A FEW years ago I explored the consequence of "opportunity" in a sporting sense. To me it is one of the most meaningful words in the English language.
In my rugby league world "opportunity" is fundamental. It means someone has the vision to provide the chance to an often unknown athlete to perform at his very best as part of a team so the club and team will succeed.
This act of trust is often a leap of faith as the decision is often intuitive with no real evidence to support the reasoning.
The glorious part of this trusting contract is the fact that the onus then shifts to the recipient, the young bloke, to withhold his part of the bargain and produce the goods for the sake of the team.
This is the magic of sport - the unknown - the untried up against the professional and seasoned athlete.
It is truly wonderful to witness the commencement of a professional career from a young man who has been handed the opportunity to perform at a higher level than he has previously competed at, and to come away with a good and at times absolutely outstanding performance.
This is often referred to as one of the wonders of sport and I concur completely.

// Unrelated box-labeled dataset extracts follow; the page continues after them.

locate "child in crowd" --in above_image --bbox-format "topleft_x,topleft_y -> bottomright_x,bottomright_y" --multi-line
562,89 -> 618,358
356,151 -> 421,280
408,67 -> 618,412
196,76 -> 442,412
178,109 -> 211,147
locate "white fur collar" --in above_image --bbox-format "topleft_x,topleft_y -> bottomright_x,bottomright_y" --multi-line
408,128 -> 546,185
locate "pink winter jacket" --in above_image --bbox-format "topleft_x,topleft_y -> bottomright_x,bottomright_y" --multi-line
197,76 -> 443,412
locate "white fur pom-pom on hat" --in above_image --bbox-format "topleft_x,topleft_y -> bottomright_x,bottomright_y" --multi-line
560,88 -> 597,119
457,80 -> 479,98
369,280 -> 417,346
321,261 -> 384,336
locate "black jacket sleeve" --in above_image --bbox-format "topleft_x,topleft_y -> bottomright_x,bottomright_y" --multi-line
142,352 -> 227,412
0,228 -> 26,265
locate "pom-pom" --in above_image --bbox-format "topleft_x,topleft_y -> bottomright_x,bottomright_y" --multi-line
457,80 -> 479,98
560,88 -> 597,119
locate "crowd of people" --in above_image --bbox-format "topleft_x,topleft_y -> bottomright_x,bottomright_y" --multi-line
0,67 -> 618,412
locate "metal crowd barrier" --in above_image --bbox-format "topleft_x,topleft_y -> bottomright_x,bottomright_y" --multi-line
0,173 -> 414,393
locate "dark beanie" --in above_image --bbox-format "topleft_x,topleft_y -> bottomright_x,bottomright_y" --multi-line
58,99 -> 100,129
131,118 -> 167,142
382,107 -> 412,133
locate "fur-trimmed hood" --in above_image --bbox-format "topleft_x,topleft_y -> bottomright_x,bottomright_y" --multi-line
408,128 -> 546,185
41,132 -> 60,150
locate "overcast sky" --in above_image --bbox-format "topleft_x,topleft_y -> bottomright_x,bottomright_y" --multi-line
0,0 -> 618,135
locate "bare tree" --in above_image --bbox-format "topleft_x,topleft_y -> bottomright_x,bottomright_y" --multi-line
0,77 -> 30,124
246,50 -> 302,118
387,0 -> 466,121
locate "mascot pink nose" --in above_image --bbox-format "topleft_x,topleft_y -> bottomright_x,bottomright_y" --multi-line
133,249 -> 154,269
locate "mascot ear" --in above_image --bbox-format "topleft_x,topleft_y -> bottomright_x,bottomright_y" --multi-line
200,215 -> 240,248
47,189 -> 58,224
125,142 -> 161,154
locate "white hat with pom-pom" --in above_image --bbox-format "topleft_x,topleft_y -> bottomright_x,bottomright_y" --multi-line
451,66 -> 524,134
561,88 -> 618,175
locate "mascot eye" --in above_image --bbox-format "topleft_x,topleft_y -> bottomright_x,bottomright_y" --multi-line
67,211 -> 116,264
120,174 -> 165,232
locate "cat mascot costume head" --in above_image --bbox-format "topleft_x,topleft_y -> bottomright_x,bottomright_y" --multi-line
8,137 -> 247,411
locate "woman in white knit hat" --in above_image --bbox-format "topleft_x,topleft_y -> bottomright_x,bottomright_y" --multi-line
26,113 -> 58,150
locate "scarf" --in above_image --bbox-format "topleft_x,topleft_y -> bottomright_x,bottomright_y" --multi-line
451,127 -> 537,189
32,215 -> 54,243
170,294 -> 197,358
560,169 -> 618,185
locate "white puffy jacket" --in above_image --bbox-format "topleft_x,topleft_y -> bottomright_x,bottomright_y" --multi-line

The anti-expansionists in the NRL world often will resort to the antiquated and ridiculous argument to stall or even ignore the need to expand our great game, especially into its heartlands, that there is a lack of recognised talent to support the extra teams. Rubbish.
I recommend to these obstructionists (and I am being kind with this description) that they have an honest look at the new world of the NRL to see so many wonderful young players that have been offered the opportunity to play at the NRL level for the first time this year, and who are currently wowing the fans at the grounds and on TV.
The Warriors and Wests Tigers had forgettable starts to their seasons, due mainly to an unprecedented injury list, but since they have introduced a string of rookies their performances have improved.
How good are the two young Roosters wingers, Daniel Tupou and Roger Tuivasa-Sheck, as well as another young player, Dylan Napa?
Every club has introduced outstanding debutants this year and the NRL is a better spectacle as a result.
The regional areas of Queensland produce so many NRL and Holden Cup (under 20 - NYC) players, but for every one who leaves his region of origin another 10 do not leave to pursue a career in rugby league.
They do not leave for a variety of reasons including social, economic and cultural. Either way there are losers.
The community suffers when the local star leaves because the community is losing its fit, ambitious and committed young men, and the young man who does not leave is denied the opportunity to be the best player and person that he can be. That is tragic.
The solution is simple. Establish elite NRL and Intrust Super clubs in the heartlands and provide opportunity to the game and its young emerging talent. Then rugby league and all of us win.